Second, the total economic damage caused by PM2.5 pollution in a year, quantified using 2018 as an example, was found to be approximately 3.03831 trillion VND (equivalent to approximately 410.79 million USD), accounting for 0.248% of the total gross regional domestic product (GRDP) value of HCMC, varying by month and quarter.

Third, a modelling framework that integrates models and databases was proposed to quantify the economic damage resulting from short-term PM2.5 pollution exposure. The model combines five groups of data on exposed population size, 24-h average PM2.5 concentration, health endpoint types related to early deaths and morbidity, baseline incidents and unit economic values of health impact types calculated using the WRF/CMAQ simulation, human health impact assessment and economic loss assessment models for reduced health effects.
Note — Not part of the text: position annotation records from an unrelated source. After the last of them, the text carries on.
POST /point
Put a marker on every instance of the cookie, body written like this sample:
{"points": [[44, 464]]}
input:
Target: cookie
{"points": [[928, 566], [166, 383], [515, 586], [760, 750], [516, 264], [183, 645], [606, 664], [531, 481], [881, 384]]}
These results are an important source of information for health communication programs to reduce the harm caused by PM2.5, and a reference source for policymakers to develop warning strategies and reduce environmental pollution to protect public health. Specifically, the solutions aim to control and minimise PM2.5 concentration in the main emission sources of HCMC, such as industry, energy, traffic and construction. Moreover, the applied research framework is considered a typical model that can be extended to many other localities in Vietnam to determine the status of PM2.5 as required by the National Action Plan.